Words Of Wisdom From Bourbon Legend Freddie Johnson

Photo courtesy Buffalo Trace

Photo courtesy Buffalo Trace

I haven’t been posting as much as I should have lately, but it’s not because I’m a lazy bum (although I really am kind of a lazy bum). But in this case, at least, it’s because I’m currently in the middle of a few things, including an article for The Bourbon Review mag about Blanton’s Single Barrel Bourbon. I got to chat on the phone with the legendary Jimmy Russell — master distiller at Wild Turkey, who’s been with the brand since 1954 — about Elmer T. Lee, who created Blanton’s. To say it was a thrill is an understatement. I’ve met Jimmy on several occasions, but every time our paths cross my inner fanboy still comes out in full force.

I also got to chat with Freddie Johnson, who’s less well known but also a legendary figure in bourbon, even though he’s never distilled a drop of the stuff. He’s a third generation Buffalo Trace man — both his grandfather (warehouse foreman Jimmy Johnson, Sr.) and his father (warehouse supervisor Jimmy Johnson, Jr.) worked at the distillery, going all the way back to 1912. They were among the first Black people to hold such positions of authority at distilleries in Kentucky. While Freddie didn’t initially go into “the family business,” he returned to Frankfort, where the distillery is located, to care for his ailing father in 2002, and became a tour guide at Buffalo Trace for what he thought would be a year or two. Almost 20 years later, he’s still at it, a walking repository of Buffalo Trace lore. He regales visitors nonstop with facts and figures that are always on the tip of his tongue, as well as his own childhood memories of being at the distillery with his father and grandfather.

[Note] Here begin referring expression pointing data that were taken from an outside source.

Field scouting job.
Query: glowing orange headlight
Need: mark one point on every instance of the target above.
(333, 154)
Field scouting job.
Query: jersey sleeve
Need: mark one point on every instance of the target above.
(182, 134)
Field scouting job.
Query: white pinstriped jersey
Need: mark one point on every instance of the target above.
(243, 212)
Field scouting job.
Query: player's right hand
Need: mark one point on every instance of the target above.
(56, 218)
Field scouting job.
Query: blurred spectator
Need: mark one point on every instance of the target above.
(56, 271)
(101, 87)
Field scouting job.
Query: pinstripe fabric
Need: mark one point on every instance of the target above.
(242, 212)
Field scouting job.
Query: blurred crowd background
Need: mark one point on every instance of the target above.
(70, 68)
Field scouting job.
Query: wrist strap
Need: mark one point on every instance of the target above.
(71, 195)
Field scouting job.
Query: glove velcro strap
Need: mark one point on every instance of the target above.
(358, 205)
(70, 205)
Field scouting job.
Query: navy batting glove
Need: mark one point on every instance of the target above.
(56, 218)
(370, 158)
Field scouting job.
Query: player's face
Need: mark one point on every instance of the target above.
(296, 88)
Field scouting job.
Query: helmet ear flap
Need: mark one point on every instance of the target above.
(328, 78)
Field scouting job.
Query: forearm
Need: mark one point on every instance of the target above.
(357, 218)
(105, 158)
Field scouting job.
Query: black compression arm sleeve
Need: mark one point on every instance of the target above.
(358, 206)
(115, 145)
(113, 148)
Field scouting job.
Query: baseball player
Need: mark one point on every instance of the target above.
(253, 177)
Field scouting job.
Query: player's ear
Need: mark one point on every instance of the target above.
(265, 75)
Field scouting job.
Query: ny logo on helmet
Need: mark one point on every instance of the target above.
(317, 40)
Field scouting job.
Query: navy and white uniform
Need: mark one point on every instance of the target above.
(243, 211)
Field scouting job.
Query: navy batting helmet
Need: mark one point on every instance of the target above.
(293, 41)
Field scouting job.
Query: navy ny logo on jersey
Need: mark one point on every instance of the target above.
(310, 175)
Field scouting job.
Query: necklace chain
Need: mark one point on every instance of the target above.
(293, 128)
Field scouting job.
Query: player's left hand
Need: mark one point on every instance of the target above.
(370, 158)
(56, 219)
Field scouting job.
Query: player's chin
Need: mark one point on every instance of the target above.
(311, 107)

Needless to say (but I’ll say it anyway), if you’re going to write about anything having to do with Buffalo Trace’s history, you’ve got to talk to Freddie Johnson, so a phone call was arranged. I first met him last year when I was in Kentucky for the Bourbon Classic, but I’d never talked with him one-on-one. And there are few better ways to spend 90 minutes than to listen to Freddie Johnson regale you with tales of Buffalo Trace, Elmer T. Lee, Blanton’s, and his philosophy of life in general. He told me far more than I could fit into the article, but he said something towards the end of the conversation that I especially wanted to share, and where better to share it than here?

Somebody was talking to me and said “I finally got me a bottle of Blanton’s.” And he said, “I’m saving it.” And I said, “Oh really?  Saving it for what?” He said, “I’m not really sure, but it’s gonna be something special.”  I said, let me tell you something. Have you ever noticed you only bring out your good stuff with people you like? Think about it — if I don’t like you, I won’t even tell you I’ve got it because I don’t want you asking for it. But what do you do with that good bottle of bourbon that you stood in line for three days for, and you tell everyone what you went through, and you pour a little bit of it in their glass, and then you put that stopper back in the bottle and you put it back on the shelf, and you say “This is one and done”?

There will always be more bottles of Blanton’s. And there will always be more bourbon. But when you pour that drink, never lose sight of why you poured it. You poured it because you were with someone that you cared about, that you wanted to share it with. 

My dad shared with me, he said, “Always remember, it is far better to have the good memories that bottle created when you shared it with friends and people you care about, than to know that the memories never got created because you were too busy trying to save it.”

Unfortunately, I fail to follow Freddie’s advice far too often myself, but it’s worth putting his words out into the universe so all us hoarders might reconsider stashing away the good stuff.